There's a million algorithms to make LLM inference more efficient as a tradeoff for performance, like using a smaller model, using quantized models, using speculative decoding with a more permissive rejection threshold, etc etc

FL33TW00D · 2026-01-29T17:39:42 1769708382

It takes a different code path for efficiency.

e.g

if (batch_size > 1024): kernel_x else: kernel_y

stefan_ · 2026-01-29T18:33:54 1769711634

The primary (non malicious, non stupid) explanation given here is batching. But I think you would find looking at large-scale inference the batch sizes being ran on any given rig are fairly static - there is a sweet spot for any given model part ran individually between memory consumption and GPU utilization, and generally GPUs do badly at job parallelism.

I think the more likely explanation is again with the extremely heterogeneous compute platforms they run on.
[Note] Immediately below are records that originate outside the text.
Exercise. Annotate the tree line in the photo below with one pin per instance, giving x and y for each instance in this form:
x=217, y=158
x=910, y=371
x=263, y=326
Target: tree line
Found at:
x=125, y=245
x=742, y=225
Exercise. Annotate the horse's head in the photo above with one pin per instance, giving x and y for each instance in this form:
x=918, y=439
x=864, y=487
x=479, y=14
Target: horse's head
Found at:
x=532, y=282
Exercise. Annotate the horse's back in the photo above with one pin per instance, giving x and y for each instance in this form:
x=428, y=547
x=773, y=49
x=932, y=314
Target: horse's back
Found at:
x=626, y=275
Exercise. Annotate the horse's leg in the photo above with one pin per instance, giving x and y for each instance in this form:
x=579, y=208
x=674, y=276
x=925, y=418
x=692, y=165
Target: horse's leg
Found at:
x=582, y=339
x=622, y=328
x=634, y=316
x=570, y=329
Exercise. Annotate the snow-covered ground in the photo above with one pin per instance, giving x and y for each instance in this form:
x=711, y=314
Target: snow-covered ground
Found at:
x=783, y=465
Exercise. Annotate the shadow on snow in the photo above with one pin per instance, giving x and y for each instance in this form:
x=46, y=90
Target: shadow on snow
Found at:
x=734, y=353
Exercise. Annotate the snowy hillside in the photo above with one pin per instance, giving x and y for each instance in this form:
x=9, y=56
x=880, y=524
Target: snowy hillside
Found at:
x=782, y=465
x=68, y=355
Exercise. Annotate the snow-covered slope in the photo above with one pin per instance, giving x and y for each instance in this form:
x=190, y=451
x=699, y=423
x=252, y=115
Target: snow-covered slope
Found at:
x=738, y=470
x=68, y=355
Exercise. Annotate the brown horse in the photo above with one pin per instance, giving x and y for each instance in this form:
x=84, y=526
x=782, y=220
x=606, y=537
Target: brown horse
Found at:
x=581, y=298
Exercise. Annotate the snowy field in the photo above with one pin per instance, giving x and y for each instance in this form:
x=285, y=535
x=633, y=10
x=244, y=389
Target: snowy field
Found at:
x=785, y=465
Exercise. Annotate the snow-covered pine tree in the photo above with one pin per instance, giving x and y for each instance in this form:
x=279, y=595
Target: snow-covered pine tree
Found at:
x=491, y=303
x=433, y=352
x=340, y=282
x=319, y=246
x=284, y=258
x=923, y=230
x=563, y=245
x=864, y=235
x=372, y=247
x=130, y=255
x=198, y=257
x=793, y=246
hatmanstack · 2026-01-29T19:39:59 1769715599

That's why I'd love to get stats on load/hardware/location of where my inference is running. Looking at you Trainiuim.

bonoboTP · 2026-01-30T11:54:56 1769774096

Why do you think batching has anything to do with the model getting dumber? Do you know what batching means?

stefan_ · 2026-01-30T18:51:52 1769799112

Well if you were to read the link you might just find out! Today is your chance to be less dumb than the model!

bonoboTP · 2026-01-30T20:24:49 1769804689

I checked the link, it never says that the model's prediction get lower quality due to batching, just nondeterministic. I don't understand why people conflate these things. Also it's unlikely that they use smaller batch sizes when load is lower. They just likely spin up and down GPU serves based on demand, or more likely, reallocate servers and gpus between different roles and tasks.

make3 · 2026-01-29T22:15:51 1769724951

It's very clearly a cost tradeoff that they control and that should be measured.